My interior design attempts were quickly stifled—until my ninth grade home economics project. Then, I finally had my own bedroom (no sharing with sisters, no imaginary line dividing the room in half, no unwanted guests, no drafty garage). I conceived of the perfect room: light blue walls, frothy white curtains, antique white dresser, blue and white bedspread with matching pillows. My father and brother painted the walls while I made the curtains and bed coverings. I photographed the room for the class project. I was ecstatic. Not only did I receive an “A” on my remodeling efforts, I didn’t have to move to the garage or the tree house to realize my dream of a space of my own. 
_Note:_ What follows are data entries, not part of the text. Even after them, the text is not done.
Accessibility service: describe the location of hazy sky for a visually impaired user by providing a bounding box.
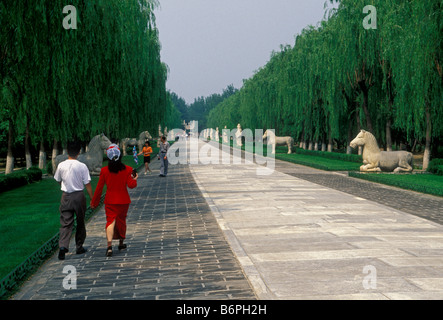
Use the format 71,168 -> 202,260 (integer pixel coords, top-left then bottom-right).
155,0 -> 331,103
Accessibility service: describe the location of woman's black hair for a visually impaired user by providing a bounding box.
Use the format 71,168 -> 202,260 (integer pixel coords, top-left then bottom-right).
108,158 -> 126,173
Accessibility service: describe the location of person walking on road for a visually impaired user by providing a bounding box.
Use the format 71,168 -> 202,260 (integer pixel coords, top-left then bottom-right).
137,141 -> 152,175
54,142 -> 92,260
158,136 -> 170,177
91,144 -> 138,257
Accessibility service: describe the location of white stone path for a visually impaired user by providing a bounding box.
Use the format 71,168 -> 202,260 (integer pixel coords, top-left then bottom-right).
191,142 -> 443,299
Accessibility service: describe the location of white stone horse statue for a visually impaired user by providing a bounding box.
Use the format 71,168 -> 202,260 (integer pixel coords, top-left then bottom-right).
54,133 -> 111,175
349,130 -> 413,172
263,130 -> 294,154
121,131 -> 152,156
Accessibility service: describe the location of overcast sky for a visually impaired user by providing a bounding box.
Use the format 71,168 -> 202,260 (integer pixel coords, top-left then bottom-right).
155,0 -> 331,104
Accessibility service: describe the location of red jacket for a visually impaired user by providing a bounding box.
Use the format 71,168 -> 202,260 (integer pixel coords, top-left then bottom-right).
92,166 -> 137,207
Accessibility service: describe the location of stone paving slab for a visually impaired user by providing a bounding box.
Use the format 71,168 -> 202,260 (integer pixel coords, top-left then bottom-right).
191,142 -> 443,299
13,161 -> 256,300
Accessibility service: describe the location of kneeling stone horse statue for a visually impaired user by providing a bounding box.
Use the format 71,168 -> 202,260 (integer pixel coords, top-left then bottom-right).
262,130 -> 294,154
349,130 -> 413,172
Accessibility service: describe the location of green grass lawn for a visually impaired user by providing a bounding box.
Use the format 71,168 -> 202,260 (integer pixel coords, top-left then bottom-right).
275,153 -> 361,171
349,172 -> 443,197
0,153 -> 146,279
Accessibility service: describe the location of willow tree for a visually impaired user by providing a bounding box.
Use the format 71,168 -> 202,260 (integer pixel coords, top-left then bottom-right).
0,0 -> 175,172
386,0 -> 443,169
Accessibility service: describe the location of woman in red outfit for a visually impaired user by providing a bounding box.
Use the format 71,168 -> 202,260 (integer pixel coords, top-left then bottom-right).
91,144 -> 138,257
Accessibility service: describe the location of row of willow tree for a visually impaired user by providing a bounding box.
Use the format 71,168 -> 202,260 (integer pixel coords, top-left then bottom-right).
0,0 -> 180,173
208,0 -> 443,168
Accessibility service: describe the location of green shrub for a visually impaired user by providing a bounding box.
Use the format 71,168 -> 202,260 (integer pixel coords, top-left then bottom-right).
295,148 -> 363,163
0,167 -> 43,193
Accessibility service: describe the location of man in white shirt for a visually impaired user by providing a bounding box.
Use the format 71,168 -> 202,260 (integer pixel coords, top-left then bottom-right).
54,142 -> 93,260
158,136 -> 170,177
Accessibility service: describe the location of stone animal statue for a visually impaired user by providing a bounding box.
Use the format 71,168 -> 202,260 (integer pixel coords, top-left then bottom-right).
54,133 -> 111,175
263,130 -> 294,154
121,131 -> 152,156
349,130 -> 413,172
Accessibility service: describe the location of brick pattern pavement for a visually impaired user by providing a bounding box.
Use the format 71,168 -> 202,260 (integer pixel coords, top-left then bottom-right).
13,162 -> 256,300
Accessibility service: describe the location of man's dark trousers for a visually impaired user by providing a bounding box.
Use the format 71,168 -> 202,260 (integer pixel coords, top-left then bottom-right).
59,191 -> 86,250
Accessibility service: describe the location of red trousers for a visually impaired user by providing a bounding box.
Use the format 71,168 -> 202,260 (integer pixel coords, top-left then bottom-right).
105,204 -> 129,239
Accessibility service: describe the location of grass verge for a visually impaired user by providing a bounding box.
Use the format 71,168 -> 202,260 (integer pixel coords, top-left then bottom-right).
0,154 -> 146,280
349,172 -> 443,197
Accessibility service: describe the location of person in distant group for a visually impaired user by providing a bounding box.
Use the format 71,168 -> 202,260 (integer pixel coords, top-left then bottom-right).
54,142 -> 92,260
91,144 -> 138,257
138,141 -> 152,175
158,136 -> 170,177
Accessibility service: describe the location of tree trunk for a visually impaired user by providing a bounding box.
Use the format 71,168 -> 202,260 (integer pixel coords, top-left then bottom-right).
25,124 -> 32,169
346,119 -> 352,154
5,119 -> 14,174
362,85 -> 375,134
51,139 -> 58,173
38,140 -> 46,170
423,107 -> 432,170
386,118 -> 392,151
328,130 -> 332,152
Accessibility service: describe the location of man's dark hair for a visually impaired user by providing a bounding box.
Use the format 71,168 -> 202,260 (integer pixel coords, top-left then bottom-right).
108,157 -> 126,173
68,141 -> 82,158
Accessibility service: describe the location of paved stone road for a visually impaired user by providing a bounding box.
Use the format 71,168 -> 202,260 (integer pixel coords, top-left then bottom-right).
14,139 -> 443,300
191,140 -> 443,299
13,161 -> 256,300
276,160 -> 443,224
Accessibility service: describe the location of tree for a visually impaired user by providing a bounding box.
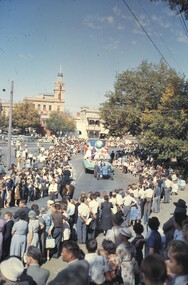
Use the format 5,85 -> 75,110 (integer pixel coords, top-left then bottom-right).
101,61 -> 188,161
12,102 -> 41,134
46,111 -> 76,135
151,0 -> 188,20
0,114 -> 8,132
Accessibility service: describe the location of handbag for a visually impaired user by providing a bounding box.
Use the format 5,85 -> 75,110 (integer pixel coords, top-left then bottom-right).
46,236 -> 55,248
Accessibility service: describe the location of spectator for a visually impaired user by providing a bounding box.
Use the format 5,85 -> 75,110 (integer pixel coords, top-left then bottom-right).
0,257 -> 25,285
48,241 -> 90,285
101,195 -> 113,236
10,211 -> 28,258
116,228 -> 136,284
146,217 -> 162,255
85,239 -> 111,285
26,246 -> 50,285
13,200 -> 30,222
167,240 -> 188,285
2,211 -> 14,259
140,253 -> 167,285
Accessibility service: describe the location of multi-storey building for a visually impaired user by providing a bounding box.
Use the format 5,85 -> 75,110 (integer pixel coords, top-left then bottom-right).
23,72 -> 65,122
75,107 -> 107,139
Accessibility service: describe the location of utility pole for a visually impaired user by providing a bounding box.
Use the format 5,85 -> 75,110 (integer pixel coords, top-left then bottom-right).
7,80 -> 14,171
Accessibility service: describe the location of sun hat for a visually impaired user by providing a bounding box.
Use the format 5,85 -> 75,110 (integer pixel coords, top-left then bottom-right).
0,257 -> 24,281
47,200 -> 54,205
174,199 -> 187,208
28,210 -> 37,219
120,227 -> 132,238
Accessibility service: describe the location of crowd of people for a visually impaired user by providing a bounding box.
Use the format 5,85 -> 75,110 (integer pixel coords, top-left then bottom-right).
0,136 -> 188,285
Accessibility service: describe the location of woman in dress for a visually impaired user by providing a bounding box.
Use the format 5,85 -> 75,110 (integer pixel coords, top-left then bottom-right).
27,210 -> 40,247
14,183 -> 21,207
0,212 -> 5,260
101,195 -> 113,235
116,228 -> 136,285
10,211 -> 28,258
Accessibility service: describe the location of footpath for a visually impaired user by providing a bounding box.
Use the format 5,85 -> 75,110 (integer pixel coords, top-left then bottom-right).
42,171 -> 188,282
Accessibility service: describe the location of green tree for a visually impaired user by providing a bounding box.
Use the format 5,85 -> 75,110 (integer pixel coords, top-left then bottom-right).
0,114 -> 8,132
151,0 -> 188,20
101,61 -> 188,161
12,103 -> 41,134
46,111 -> 76,135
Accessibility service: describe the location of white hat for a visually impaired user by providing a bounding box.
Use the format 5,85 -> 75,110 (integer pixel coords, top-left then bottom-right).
120,227 -> 132,238
47,200 -> 54,205
0,257 -> 24,281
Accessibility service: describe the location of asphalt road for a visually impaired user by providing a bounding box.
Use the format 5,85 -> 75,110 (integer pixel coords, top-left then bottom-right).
1,142 -> 188,281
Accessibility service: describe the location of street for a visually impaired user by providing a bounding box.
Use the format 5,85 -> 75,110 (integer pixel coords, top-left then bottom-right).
1,144 -> 188,281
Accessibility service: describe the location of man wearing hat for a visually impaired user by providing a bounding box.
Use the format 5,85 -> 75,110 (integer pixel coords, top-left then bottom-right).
163,199 -> 187,246
0,257 -> 24,284
116,227 -> 136,284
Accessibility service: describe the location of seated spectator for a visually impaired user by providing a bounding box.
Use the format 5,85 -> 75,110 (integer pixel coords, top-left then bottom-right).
140,253 -> 167,285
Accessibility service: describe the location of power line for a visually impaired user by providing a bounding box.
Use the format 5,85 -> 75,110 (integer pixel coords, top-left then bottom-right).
138,0 -> 181,70
122,0 -> 172,69
178,8 -> 188,38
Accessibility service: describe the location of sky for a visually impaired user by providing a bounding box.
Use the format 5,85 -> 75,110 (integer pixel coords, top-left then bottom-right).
0,0 -> 188,115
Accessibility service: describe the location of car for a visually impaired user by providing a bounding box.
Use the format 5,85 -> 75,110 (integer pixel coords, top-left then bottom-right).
82,138 -> 113,173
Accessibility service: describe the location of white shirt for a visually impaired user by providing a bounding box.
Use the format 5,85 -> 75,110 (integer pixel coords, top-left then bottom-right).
89,200 -> 99,214
78,203 -> 90,218
124,195 -> 136,207
145,188 -> 153,198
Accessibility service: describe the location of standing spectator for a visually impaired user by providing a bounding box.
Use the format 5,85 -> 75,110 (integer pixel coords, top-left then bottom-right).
146,217 -> 162,255
167,240 -> 188,285
26,246 -> 50,285
164,176 -> 172,203
48,179 -> 58,201
49,241 -> 89,285
144,187 -> 153,224
0,212 -> 5,260
106,213 -> 123,246
101,195 -> 113,236
27,210 -> 40,247
116,228 -> 136,285
2,212 -> 14,259
0,257 -> 24,285
76,197 -> 90,243
85,239 -> 111,285
153,182 -> 161,213
49,204 -> 63,258
131,223 -> 144,267
174,212 -> 187,242
140,254 -> 167,285
14,183 -> 21,207
13,197 -> 31,222
10,211 -> 28,258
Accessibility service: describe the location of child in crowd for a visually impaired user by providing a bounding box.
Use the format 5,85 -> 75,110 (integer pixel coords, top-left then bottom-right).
166,240 -> 188,285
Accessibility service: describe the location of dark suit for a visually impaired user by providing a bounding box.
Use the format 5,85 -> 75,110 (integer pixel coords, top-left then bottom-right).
2,217 -> 14,259
13,206 -> 31,222
48,259 -> 90,285
26,264 -> 50,285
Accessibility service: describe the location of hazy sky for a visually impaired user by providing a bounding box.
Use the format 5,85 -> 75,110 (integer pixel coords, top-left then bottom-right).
0,0 -> 188,113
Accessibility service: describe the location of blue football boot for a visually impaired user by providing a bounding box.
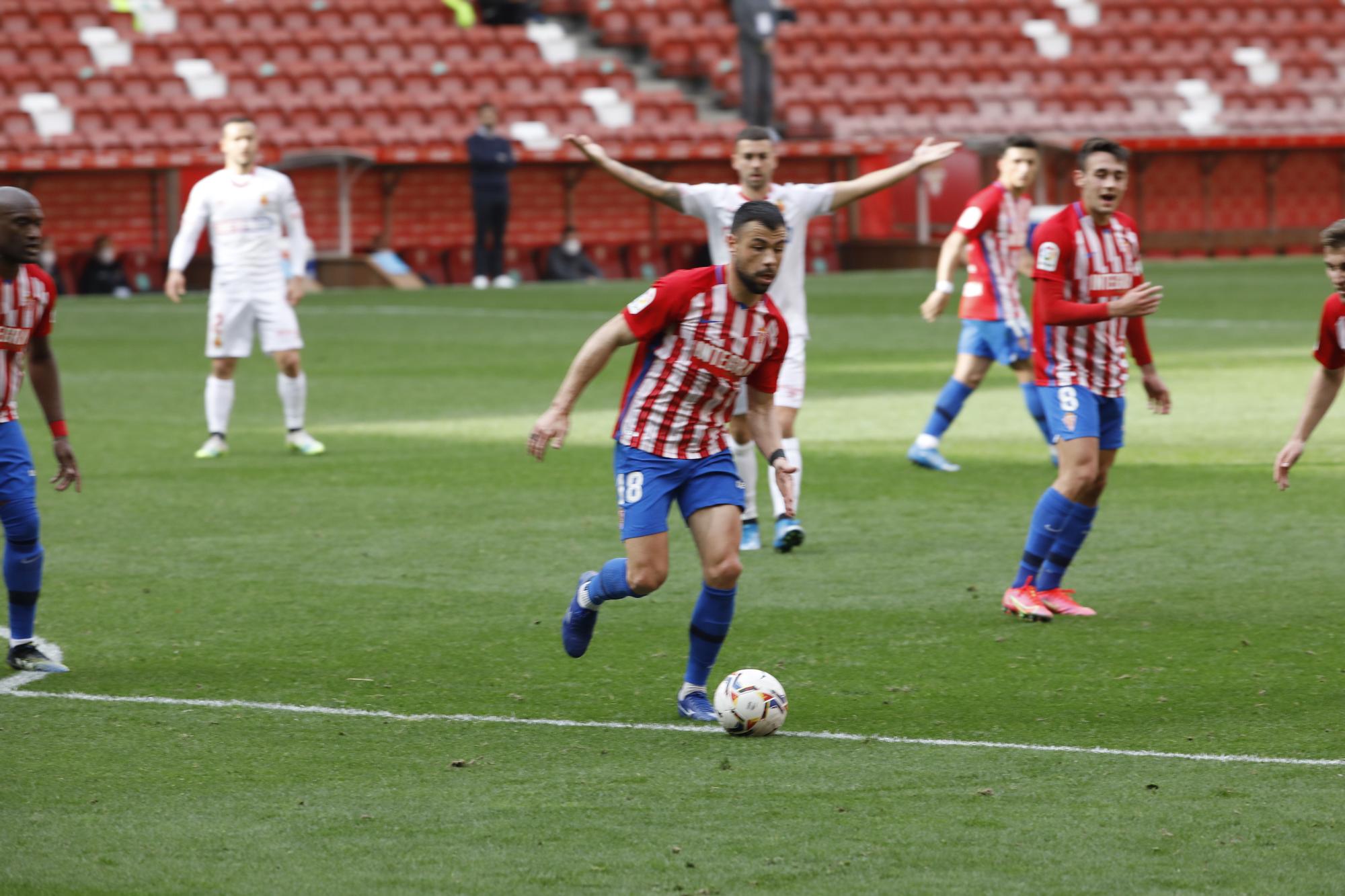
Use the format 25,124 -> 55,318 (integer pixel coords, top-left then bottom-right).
677,690 -> 720,724
738,520 -> 761,551
907,445 -> 962,473
561,569 -> 597,658
772,517 -> 803,555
The floor under my bed was another hiding place, most often used when a friend or sibling hurt my feelings. More than once, my father found me there after scouring the house for hours, only to spend more time coaxing me out from under the safety of the narrow bed. He assured me that I would survive another day, I would want to play with my friends again, and my sisters would include me in their next activity. His adage that “Sticks and stones will hurt your bones, but words will never hurt you,” didn’t always hold true. I cherished my talks with my father over the years, but I thought he was wrong: words could be painful; my heart could break from some verbal assault.  Sometimes even the absence of words was hurtful, especially to a sensitive, sometimes chubby young girl.

One night, as I reached beneath my pillow for my nightgown, I saw a creature—and immediately screamed and ran down the stairs to the kitchen. I didn’t take the time to examine what was lurking in the half-shadows. My mother’s arms immediately grabbed me and held me tight, not knowing what could have caused my fright. She ventured upstairs—alone—and discovered a crayfish, dead and brown, between my sheets and the pillow. She instantly suspected that my brothers were the culprits. She’d seen them earlier in the day, tiptoeing down the stairs, with a look of glee of their faces, whispering something about how surprised their sister would be. The boys went without dessert that night. But for years afterwards, I could not bear to be alone upstairs at night, especially if I had to turn out the light before heading back downstairs. I would gladly have paid any increase in the electricity bill not to be alone as the room darkened to all sorts of unlikely creatures lurking under the bed or in the closets or cubby holes.

When I was ten, I was diagnosed with encephalitis, a complication of the childhood mumps. During the waning weeks of the disease, my days and nights melded together as I lay in bed in a suspended state in the back bedroom. Then, the house was my womb, a barrier from the bright lights and noisy goings-on of the others. Outside, my sisters and brothers frolicked in the hot, arid summer blazed, riding bicycles, running through the sprinklers in fits of laughter, playing badminton, dodge ball and kick-the-can. Inside, I walked through the drape-shrouded house in the mornings, the semi-darkness alleviating the heat and protecting my eyes, before retreating to my room to sleep.

The red house has good bones. It is as advertised, certainly: two bedrooms and bathroom upstairs, two bedrooms and bathroom downstairs, a family room, living room, dining room and kitchen, a utility room with plenty of space for kids’ boots, jackets, jars of canned fruit. I’d embellish the basic description, though. The yard is spacious; a gathering place for children and their friends. There’s room for a pool or a tennis court or another garden.  The garage could be enclosed as a guesthouse. An outdoor barbeque could be installed.  Birds come each spring to build their nests and lay their eggs; some remain all year-round, knowing the feeder is filled each day. A family could inhabit this house well; forge their own memories; live together through several generations. That’s what I’d say if I were the real estate agent hired to find a family for the house located at the end of the road.